Still, many of the most influential discussions tend to be had in private, absent the noise and distraction on social media.

“They’re here, doing one as we speak,” said Alice Adjmi in her home, which over the course of the week has been used for countless negotiations and quite a few get victories. Together with her husband, Harry, they’ve been facilitating discussions and providing a space to solve cases that have lagged for years. A few moments later, I receive a screenshot of a post by #freethechained. It reads: “Michelle is free!”

“I’m deeply thankful that these women are being freed,” Emily Labaton, a community educator, told me. “But to me, the goal of this movement is about getting to a place where agunot do not need Instagram accounts to whip up a frenzy of public opinion in order to be free.”

When asked what he wants out of this movement once the fire dies down, Manopla said: “I want people to respect our leaders again. People are looking to our Rabbinate to enact change.” Manopla adds that he was encouraged by community rabbis to keep going, to continue giving these women a platform on his account. “It’s the women in our community who really spearheaded this movement. They saw my first video about a young girl [Elizabeth] and realized that it could’ve been any one of them. They just went nuts.”

In fact, the agunah firestorm has triggered more honest conversations on a broader range of subjects—including the wider issue of Jewish divorce, women’s rights within the context of Orthodox Judaism, and the spectrum of emotional abuse. There have been countless Zoom panels and Instagram Live appearances in the past few weeks. “The kids are watching,” Manopla said. So too are our leaders, who appear motivated to moderate the sea change occurring beneath us. As Mrs. Labaton put it on a Zoom SCA panel on March 15, “talking about divorce does not lead to more divorce. If you can start accessing support in the beginning of the divorce, it can be a much healthier and calm process.” It’s a matter of shifting the narrative. “For example, if you have a parenting coach who can talk with optimism about shared custody, then it’s not as terrifying for people.”

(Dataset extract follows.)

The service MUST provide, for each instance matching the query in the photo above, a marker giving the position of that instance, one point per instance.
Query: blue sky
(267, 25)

The picket signs will eventually bear a new cause. Sephardic Instagram will inevitably move on, populated once more by Passover ads and split family rentals in Gravesend. But one of the beauties of community is living with a collective memory—and many hope it won’t forget the events of the past week.

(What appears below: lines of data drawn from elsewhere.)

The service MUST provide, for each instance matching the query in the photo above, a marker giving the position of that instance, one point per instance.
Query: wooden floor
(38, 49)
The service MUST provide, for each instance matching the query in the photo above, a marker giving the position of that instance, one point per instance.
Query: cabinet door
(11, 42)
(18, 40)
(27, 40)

“At the end of every get ceremony the rabbi essentially says ‘go on and rebuild,’” Labaton said. “The Torah believes in that. And the mitzvah of get is a recognition by the Torah that life isn’t perfect. In the face of life’s imperfection, we can rebuild. The Torah wants us to rebuild.”

Esther Levy Chehebar is a Brooklyn-based writer. She is currently at work on a novel loosely inspired by her Syrian Jewish upbringing.